Lebih kurang sepuluh menit perahu motor berjalan dalam gelap malam, kamipun sampai di pantai Pulau Keluang. Bang Raman terus memutar-mutarkan perahunya. Sepertinya dia sedang mencari jalan masuk untuk menyandarkan perahunya ke tepi. Kondisi laut sedang surut, pantainya sangat dangkal. Kami dapat melihat terumbu karang yang sangat indah dan memantulkan cahaya ketika senter Bang Raman sesekali menyorotinya. Bang Raman tidak mau merusak terumbu karang yang ada, dengan senternya dia terus berusahan mencari jalur masuk yang relatif dalam. Aku berpikir, orang-orang kecil seperti Bang Raman lah yang benar-benar menjaga dan melestarikan alam yang ada.
Akhirnya Aku dan beberapa teman lainnya dapat menginjakkan kaki yang pertama kalinya di Pulau Keluang pada Sabtu, 7 April 2018. Walaupun kondisinya tidak dapat melihat keindahan alam karena gelapnya malam, kami bersyukur sudah sampai dengan selamat ke pulau yang menjadi destinasi wisata banyak orang yang dikenal dengan keindahannya. Tidak ada pilihan lain, untuk dapat menikmati indahnya pantai Pulau Keluang kami harus bersabar sampai matahari keluar. Lebih kurang sepuluh jam kedepan kami harus menahan diri.

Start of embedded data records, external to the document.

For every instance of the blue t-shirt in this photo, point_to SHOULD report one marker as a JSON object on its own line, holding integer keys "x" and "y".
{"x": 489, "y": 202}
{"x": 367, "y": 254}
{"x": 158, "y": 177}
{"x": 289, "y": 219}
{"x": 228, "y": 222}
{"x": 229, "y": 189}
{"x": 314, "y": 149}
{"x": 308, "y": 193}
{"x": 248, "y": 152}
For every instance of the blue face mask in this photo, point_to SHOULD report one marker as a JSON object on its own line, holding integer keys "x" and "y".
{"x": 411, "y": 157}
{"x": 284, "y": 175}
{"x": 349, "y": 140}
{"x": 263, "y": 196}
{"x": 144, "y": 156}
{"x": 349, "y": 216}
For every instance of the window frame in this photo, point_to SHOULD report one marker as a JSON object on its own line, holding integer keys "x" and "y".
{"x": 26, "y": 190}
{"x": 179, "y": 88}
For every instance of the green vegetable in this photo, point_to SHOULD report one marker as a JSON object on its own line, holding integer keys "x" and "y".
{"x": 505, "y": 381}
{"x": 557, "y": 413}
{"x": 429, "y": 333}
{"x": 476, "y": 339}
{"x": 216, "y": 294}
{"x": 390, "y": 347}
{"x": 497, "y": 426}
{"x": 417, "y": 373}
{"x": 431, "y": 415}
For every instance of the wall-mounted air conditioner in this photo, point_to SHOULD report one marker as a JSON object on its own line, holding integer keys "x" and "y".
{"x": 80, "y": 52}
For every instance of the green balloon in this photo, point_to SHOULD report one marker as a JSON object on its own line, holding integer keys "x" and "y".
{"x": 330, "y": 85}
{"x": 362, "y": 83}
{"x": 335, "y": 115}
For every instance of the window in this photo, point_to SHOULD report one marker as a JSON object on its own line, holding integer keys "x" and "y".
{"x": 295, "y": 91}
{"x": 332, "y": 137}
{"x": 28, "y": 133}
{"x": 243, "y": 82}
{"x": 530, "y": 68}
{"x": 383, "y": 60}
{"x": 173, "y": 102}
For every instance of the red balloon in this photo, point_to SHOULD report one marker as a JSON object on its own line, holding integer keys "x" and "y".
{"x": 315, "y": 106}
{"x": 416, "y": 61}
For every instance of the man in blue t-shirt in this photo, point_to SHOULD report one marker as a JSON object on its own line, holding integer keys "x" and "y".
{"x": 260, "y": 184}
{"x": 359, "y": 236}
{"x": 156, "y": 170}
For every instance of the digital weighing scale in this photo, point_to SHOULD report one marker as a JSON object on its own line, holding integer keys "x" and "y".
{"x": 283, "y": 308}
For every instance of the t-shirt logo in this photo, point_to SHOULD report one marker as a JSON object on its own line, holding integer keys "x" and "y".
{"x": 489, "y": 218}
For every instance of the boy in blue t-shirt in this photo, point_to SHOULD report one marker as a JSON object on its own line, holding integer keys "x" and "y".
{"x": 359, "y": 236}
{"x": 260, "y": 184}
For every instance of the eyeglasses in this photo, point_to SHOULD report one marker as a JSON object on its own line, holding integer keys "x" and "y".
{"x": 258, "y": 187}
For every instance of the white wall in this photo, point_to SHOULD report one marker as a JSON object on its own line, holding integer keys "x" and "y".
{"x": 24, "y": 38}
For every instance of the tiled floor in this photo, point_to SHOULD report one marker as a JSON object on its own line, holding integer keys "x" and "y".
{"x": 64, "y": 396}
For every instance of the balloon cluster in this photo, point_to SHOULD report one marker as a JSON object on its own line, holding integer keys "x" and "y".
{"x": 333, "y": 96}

Raungan mesin motor perahu Bang Raman kembali terdengar. Perahu pergi menjemput kelompok kedua yang masih bertahan di pelabuhan. Masing-masing kami melakukan tugasnya untuk mempersiapkan makan malam. Hanya dengan mengandalkan penerang dari senter andriod masing-masing, kami berhasil mengumpulkan kayu bakar dan menyalakannya untuk mempersiapkan makan malam. Tidak lama kemudian kelompok kedua yang berjumlah lima orang sudah sampai ke pulau. Kami terus melakukan yang bisa kami lakukan agar makan malam bisa cepat tersajikan.
Sampailah pada sesi makan-makan. Bebek masak merah dengan bumbu khas Lamno membuat kami ingin menambah porsi makan. Namun nasi yang dimasak hanya cukup sekali makan untuk sebelas orang. Tidak ada pilihan untuk menambah porsi makan. Semua kami merasa cukup dan sesuai dengan porsi walaupun sesekali aroma gulai bebek menggoda lagi selera makan. Sebagian kami memilih menikmati malam di tepi pantai pulau Keluang, dengan alunan ombak dan angin yang meniup pelan. Sebagian lagi memilih merebahkan tubuhnya di gubuk yang sudah tersedia di sana. Tentu setelah semuanya menunaikan Isya. Kami menanti pagi dengan berbagai cara.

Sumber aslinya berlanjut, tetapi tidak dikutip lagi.